Mr. Trump, the Republican nominee for president, has made clear over the course of his campaign how proud he is that “as a businessman I want to pay as little tax as possible.”

While it is impossible to assess how much Mr. Trump pays in personal or corporate income taxes, because he has refused to release his tax returns, an examination of his record as a New York developer shows how aggressively he has fought to lower the taxes on his projects.

Mr. Trump successfully sued the administration of Mayor Edward I. Koch after being denied a tax break for Trump Tower, his signature building on Fifth Avenue. Two decades later, in a lawsuit that spanned the administrations of Mayors Rudolph W. Giuliani and Michael R. Bloomberg, he won a similar tax break for Trump World Tower, a building on First Avenue with some of the city’s highest-priced condominiums in 2001.

The tax breaks for those two projects alone totaled $157 million.

The tax break at the 44-story Trump International Hotel and Tower at Columbus Circle came to $15.9 million.
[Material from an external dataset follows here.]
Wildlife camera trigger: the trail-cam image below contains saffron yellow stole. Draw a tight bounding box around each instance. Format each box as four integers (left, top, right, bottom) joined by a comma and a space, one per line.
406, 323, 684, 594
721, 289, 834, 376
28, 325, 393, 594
No possible subsidy was left untapped. After the terrorist attacks on the World Trade Center, Mr. Trump lined up a $150,000 grant for one of his buildings near ground zero, taking advantage of a program to help small businesses in the area recover, even though he had acknowledged on the day of the attacks that his building was undamaged.

“Donald Trump is probably worse than any other developer in his relentless pursuit of every single dime of taxpayer subsidies he can get his paws on,” said Alicia Glen, Mayor Bill de Blasio’s deputy mayor for housing and economic development, who first battled Mr. Trump when she worked in Mr. Giuliani’s administration.

In seeking those subsidies, Mr. Trump is not that different from many other developers. But the level of subsidies he has received along with his doggedness in claiming them seem at odds with his rhetoric as an outsider candidate who boasts of his single-handed success and who has denounced what he calls the pay-to-play culture of politics and a “rigged” system of government.